Theolinde schüttelte den Kopf. La Pérouse war, wie Siegbald, ein europäischer Entdecker, der sicher sofort die Heimreise antreten würde, wenn er die Möglichkeit dazu hatte. Und er würde Aequipondium dem französischen König unterstellen. Knut war ein Zwerg. Obwohl er die Achtung der Kleinen Gemeinde, also von Zwergen, Wichteln und Goblins besaß, blickten die Menschen nicht nur physisch auf ihn herab. Außerdem war er ein Künstler und hatte sicher kein Interesse an der Verwaltung eines Königreichs.

„Es muss doch jemanden geben!“ Langsam klang Siegbald verzweifelt. „Wollt ihr es nicht versuchen?“ wandte er sich an seine Freunde.

Augusta, Gunnar und Caesar antworteten synchron mit einem sofortigen energischen Kopfschütteln. Selbst Johannes hob abwehrend die Hände.

„Lieber ich in Wald bei Würmern und Käfern wohnen“, setzte Augusta mit Nachdruck hinzu.

„Na danke für eure Hilfe“, gab Siegbald sarkastisch zurück.

Während der Entdecker sich die Haare raufte, zog Caesar sich Siegbalds angefangenes Dessert über den Tisch. „Damit es nicht verdirbt“, erklärte der Chameleopard zufrieden kauend.

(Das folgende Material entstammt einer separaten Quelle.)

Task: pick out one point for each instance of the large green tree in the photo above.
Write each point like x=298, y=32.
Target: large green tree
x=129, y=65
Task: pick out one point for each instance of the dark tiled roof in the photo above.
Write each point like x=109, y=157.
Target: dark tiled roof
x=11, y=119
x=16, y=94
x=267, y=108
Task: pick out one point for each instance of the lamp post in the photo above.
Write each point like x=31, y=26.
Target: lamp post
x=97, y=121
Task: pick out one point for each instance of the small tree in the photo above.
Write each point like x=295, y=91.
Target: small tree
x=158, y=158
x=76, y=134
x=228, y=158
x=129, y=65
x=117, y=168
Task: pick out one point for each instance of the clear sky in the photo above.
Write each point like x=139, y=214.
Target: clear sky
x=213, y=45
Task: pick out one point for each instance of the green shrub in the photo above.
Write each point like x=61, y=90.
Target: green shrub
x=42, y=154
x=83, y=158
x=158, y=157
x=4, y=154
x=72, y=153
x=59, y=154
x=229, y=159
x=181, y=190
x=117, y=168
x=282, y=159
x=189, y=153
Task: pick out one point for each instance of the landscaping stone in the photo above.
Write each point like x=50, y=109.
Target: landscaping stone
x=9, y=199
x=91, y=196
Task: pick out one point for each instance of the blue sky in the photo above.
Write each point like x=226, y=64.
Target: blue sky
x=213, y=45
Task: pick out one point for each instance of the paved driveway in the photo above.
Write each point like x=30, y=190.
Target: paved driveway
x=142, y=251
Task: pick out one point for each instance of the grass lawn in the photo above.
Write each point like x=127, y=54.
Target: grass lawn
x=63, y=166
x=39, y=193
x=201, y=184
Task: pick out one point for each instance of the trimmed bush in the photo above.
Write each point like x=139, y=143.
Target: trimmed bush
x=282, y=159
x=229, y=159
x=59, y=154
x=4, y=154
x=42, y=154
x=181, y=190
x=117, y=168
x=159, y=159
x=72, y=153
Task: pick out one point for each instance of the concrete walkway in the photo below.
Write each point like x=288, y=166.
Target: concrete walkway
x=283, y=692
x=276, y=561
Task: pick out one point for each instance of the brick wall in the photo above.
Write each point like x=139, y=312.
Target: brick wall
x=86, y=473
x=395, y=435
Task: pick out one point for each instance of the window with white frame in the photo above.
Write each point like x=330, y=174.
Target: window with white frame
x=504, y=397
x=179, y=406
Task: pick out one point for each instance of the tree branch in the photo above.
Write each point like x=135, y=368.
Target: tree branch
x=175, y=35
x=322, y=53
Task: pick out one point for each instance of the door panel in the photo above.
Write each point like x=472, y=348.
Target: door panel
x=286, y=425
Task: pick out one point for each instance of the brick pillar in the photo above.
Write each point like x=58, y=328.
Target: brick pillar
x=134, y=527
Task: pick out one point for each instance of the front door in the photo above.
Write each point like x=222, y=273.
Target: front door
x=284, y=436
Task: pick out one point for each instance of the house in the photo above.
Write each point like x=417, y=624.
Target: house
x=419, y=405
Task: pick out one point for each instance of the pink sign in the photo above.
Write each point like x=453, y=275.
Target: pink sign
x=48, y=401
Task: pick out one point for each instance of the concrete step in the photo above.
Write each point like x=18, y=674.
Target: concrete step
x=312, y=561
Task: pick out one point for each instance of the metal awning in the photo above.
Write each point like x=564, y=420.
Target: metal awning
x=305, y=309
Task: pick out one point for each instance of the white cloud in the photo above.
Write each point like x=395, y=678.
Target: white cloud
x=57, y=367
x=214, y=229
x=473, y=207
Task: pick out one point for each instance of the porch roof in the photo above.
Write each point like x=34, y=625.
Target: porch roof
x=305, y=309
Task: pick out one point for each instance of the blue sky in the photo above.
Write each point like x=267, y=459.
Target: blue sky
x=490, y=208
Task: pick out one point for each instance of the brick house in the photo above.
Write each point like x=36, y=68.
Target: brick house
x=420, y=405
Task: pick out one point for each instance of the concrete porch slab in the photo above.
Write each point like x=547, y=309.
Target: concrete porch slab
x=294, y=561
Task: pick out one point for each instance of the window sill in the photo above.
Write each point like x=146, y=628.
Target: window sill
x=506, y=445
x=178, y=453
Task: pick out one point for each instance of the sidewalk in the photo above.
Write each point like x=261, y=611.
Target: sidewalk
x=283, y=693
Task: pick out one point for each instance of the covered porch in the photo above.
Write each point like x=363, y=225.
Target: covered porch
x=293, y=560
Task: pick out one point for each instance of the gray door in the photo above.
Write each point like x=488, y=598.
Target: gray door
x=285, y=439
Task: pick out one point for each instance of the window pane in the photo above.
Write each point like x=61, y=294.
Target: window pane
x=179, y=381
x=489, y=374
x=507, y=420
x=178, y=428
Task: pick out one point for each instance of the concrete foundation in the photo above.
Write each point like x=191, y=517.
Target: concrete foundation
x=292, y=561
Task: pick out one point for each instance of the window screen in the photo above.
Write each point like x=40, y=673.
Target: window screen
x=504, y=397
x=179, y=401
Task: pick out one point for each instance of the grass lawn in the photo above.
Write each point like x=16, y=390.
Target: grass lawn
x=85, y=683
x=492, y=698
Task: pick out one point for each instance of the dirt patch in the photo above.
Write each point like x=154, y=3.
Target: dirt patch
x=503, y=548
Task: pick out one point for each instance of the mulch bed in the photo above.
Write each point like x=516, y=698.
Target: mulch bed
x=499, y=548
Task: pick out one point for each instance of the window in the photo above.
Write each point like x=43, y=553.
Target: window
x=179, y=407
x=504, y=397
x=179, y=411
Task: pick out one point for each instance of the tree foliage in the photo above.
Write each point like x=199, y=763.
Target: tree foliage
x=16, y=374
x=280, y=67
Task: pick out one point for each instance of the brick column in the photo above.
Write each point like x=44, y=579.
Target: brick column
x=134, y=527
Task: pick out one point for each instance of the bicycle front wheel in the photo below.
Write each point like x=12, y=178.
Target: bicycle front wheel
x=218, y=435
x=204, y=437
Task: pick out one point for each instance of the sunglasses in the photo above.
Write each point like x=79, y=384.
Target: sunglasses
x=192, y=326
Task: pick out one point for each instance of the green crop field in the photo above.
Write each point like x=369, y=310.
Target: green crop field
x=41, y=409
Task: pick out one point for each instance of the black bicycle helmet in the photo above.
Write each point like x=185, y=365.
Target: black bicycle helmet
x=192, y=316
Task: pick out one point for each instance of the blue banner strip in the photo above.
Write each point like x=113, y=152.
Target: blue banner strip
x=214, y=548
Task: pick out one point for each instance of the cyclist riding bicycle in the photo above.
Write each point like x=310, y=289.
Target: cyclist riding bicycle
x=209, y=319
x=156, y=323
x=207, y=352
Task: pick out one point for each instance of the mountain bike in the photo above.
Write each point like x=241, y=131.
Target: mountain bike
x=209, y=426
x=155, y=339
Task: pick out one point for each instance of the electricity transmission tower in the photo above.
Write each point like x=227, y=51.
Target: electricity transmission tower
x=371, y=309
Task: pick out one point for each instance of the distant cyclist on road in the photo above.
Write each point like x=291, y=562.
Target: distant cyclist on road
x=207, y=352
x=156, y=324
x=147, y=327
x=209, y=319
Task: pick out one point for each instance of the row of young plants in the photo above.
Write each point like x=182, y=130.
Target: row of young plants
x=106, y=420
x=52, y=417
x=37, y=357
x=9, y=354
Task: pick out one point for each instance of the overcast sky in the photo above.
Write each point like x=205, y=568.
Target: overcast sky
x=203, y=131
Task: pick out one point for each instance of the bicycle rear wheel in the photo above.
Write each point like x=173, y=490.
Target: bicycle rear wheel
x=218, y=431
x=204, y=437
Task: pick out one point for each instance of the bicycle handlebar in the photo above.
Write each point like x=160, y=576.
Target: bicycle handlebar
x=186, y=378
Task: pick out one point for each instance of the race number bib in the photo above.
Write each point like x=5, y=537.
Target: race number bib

„Wie wäre es mit Dr. Fry?“ fragte Theolinde. Der Aequipondium Forscher kannte die Bedürfnisse des Landes und war bei allen geachtet. Doch Siegbald schüttelte betrübt den Kopf.

„Fry hat schon abgelehnt, ehe König Robert überhaupt die Idee hatte, mir die Krone aufzudrücken. Nicht mal für den Posten des Schatzkanzlers konnte ich ihn gewinnen.“

Wieder senkte sich Stille über die Runde. Nur Caesar polterte mit der fast leeren Dessertschüssel über den Tisch, während er versuchte, auch noch die letzten Reste darin aufzuschlecken.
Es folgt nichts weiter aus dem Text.